I’d never really considered this, but I suppose you could argue that doing syntax highlighting on the client is a “progressive enhancement”? Let me think out loud for a minute: the source code delivered in the initial HTML is actually more readable when it’s source code devoid of all the <span>s that wrap the individual pieces of code purely for stylistic purposes. In other words, the pure code in HTML (devoid of all markup required for syntax highlighting) is more human readable. For example, just look at this snippet. If JavaScript didn’t load for this page, this code markup would remain incredibly readable—more so than if you wrapped it in the markup required for syntax highlighting on the server and delivered it in the initial HTML to the wide variety of clients that might request it.

Screenshot of file diff showing client-side HTML additions for syntax highlighting.

As previously noted, I’ve always baked the syntax highlighting markup into the server-side HTML, but this approach has made me reconsider that—at least for a moment. Again, more reason to read other people’s code.

Related posts appear to get loaded dynamically by JavaScript (into a placeholder <div> in the original HTML). Makes sense. They’re not required to understand the current document, so “enhancing“ the page with them seems like a good approach.

Screenshot of file diff showing related post content injected into a placeholder.

Personally, I’ve found myself doing this on some projects as well. Being able to have a single index you updated periodically and then fetch dynamically on the client to generate a list of related posts often makes more sense than having to regenerate the “related posts” for every single page you’ve ever made all the time.

Diffs for twitter.com

Now let’s turn and look at a totally different way of doing a web page. For this example, I logged in to Twitter and looked at the source for my feed.

react root

The only major diff on this site was, well, everything. There was a single root node where the entire content of the document got injected. In contrast to the css-tricks example above, this is obviously a very different way of approaching building for the web. “View Page Source” becomes less relevant in this world because no functional content is shipped in the HTML over the wire. All relevant content comes in after the initial page load and therefore will only be visible in the HTML at the time of “View Runtime Source”.

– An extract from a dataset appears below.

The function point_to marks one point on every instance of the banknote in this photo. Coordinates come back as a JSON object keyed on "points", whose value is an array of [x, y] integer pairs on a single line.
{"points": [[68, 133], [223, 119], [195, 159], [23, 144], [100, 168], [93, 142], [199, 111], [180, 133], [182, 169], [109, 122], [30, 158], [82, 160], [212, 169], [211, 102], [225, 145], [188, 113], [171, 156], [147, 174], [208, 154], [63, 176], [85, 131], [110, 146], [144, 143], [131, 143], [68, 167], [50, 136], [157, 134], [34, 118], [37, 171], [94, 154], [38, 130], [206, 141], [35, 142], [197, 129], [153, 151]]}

For kicks and giggles, I actually measured the diff and here’s what it turned out to be:

Screenshot of file diff showing how much content was added in the react-root element on page load.

As noted in the image, you can see that the diff screenshot from HTML over the wire (View Page Source) vs. HTML at runtime (View Runtime Source) is ~24,000 pixels tall. It was a lot of code injected after the initial page load.

nonce

One small thing I learned from Twitter’s HTML over the wire was this thing called nonce. StackOverflow

the nonce attribute is way of telling browsers that the inline contents of a particular script or style element were not injected into the document by some (malicious) third party, but were instead put into the document intentionally by whoever controls the server the document is served from.

Screenshot of file diff showing removal of nonce attribute on page load.

nonce is a way of indicating that a particular tag came over the wire and wasn’t injected at runtime. Again, it’s useful to make a distinction between what kind of “source” you're looking at when you read an HTML document.

Summary

We often talk about the different approaches to building for the web: serving an entire page at request time and enhancing with JavaScript vs. serving only a bare shell and injecting all content at runtime via JavaScript. But it was an interesting experiment for me to actually dig into the actual implementation details of what that means in the light of “View Source”. I think it’s worth stating once again that when we have conversations about the relevancy of “View Source”, we should define exactly what we mean by the term because viewing the HTML over the wire isn’t the same thing as viewing the DOM in the DevTools.